The Walk-Up to Yahoo's 2009 Annual Meeting (Liveblogging Starts at 10 am PDT)
Let’s be honest–even with the sassy stylings of CEO Carol Bartz, who will be appearing at her first Yahoo annual meeting this morning, there are few of these affairs that are even remotely exciting.
Last year’s Yahoo meeting did have a frisson of possibility, since billionaire investor Carl Icahn and Microsoft (MSFT) CEO Steve Ballmer were fixing to put the double squeeze on the board and, especially, its then-CEO and co-founder, Jerry Yang. Also, major Yahoo (YHOO) shareholders threatened a revolt.
But, no. In the end, Carl gave in and took a Yahoo directorship, Microsoft wandered off in a corporate huff and Yang and the board managed to get dinged by angry investors, but not donged.
This year, the stock has improved, hovering in the $15 a share range, although it is still pretty moribund.
“I am too tired of Yahoo stock to be angry any more,” said one major shareholder. “It is just wait-and-see what Bartz will do now for a lot of us.”
This year, most of the same 12-member board, now including Bartz, is up for reelection and it is unlikely they will get even a bad grade.
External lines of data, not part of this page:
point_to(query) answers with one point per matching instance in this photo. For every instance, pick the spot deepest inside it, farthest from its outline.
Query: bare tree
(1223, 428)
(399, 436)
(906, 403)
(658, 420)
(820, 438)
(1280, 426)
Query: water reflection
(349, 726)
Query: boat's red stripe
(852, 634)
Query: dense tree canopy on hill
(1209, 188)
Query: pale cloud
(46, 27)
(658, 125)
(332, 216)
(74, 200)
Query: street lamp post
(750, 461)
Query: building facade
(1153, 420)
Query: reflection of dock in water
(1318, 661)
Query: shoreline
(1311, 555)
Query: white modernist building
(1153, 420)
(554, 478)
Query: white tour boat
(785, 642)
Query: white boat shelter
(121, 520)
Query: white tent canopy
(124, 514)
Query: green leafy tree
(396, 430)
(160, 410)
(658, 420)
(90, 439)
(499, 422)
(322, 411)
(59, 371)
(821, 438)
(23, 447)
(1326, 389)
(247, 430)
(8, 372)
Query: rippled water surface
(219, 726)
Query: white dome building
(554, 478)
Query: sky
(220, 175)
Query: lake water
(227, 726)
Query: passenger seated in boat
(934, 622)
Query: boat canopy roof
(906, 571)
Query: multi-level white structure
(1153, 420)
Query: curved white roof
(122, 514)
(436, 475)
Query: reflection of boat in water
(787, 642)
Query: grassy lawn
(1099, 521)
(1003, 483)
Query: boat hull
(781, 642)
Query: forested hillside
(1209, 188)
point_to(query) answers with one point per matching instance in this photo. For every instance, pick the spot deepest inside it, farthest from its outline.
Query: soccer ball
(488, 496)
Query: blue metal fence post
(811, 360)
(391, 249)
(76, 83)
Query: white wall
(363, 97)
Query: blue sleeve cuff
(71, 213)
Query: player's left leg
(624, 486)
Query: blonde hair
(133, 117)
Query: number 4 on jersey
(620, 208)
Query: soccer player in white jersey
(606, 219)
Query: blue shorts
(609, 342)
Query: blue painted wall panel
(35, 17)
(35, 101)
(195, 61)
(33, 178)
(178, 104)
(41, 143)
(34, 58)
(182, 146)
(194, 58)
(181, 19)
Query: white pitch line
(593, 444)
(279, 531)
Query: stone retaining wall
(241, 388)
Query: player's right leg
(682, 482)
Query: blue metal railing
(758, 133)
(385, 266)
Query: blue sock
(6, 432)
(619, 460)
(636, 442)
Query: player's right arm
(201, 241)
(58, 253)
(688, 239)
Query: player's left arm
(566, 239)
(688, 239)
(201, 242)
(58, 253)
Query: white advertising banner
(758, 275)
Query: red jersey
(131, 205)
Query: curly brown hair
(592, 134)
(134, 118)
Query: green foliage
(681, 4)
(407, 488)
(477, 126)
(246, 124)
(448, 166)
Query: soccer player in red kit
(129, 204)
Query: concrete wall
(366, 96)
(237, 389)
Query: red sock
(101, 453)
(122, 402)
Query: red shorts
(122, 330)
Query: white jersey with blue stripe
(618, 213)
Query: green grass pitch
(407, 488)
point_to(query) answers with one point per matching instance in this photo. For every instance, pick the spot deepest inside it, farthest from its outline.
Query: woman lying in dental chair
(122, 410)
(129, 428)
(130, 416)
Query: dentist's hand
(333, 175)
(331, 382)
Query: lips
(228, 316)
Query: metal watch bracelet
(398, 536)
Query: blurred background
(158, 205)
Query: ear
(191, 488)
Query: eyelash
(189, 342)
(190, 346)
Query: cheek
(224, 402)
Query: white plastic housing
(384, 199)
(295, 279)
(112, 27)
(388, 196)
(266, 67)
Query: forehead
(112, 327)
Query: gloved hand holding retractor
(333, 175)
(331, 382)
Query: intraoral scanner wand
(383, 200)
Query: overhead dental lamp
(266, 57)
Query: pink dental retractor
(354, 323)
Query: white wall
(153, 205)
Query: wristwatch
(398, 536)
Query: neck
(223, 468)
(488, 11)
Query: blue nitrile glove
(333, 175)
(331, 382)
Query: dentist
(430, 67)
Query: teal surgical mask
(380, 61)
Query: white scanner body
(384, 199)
Yahoo will also ask for approval of its accounting firm (yaaaaawn).
As to other stuff going on in the ballroom of the Santa Clara Marriott–yes, it is that boring!–in Silicon Valley, there are several important votes before the shareholders tomorrow.
One is a standard proposal regarding executive compensation or a “say on pay” proposal, which will be introduced by an outside stockholder.
Yahoo’s board is recommending against it, natch, because it would apparently be a horror show if actual owners of a company got to weigh in on what execs are paid in a significant way.
Another proposal, put forward by the company and thought of internally as an uphill battle, regards changes to be made to a 1995 stock plan and to a 1996 employee stock purchase plan.
The latter is most important, a request to authorize more shares for future employee options grants, which will be a large addition to the pool–30 million more shares–if authorized. The stock will be used to keep valuable Yahoo talent in place.
Frankly, with departures continuing, Yahoo could use the share ammo.
Lastly, you can read all the good stuff–like about salaries and bonuses, deserved or, more typically, otherwise–in Yahoo’s proxy statements here.
BoomTown will begin liveblogging the annual meeting at 10 am PDT, after doubtlessly enjoying a lovely Yahoo-sanctioned breakfast pastry.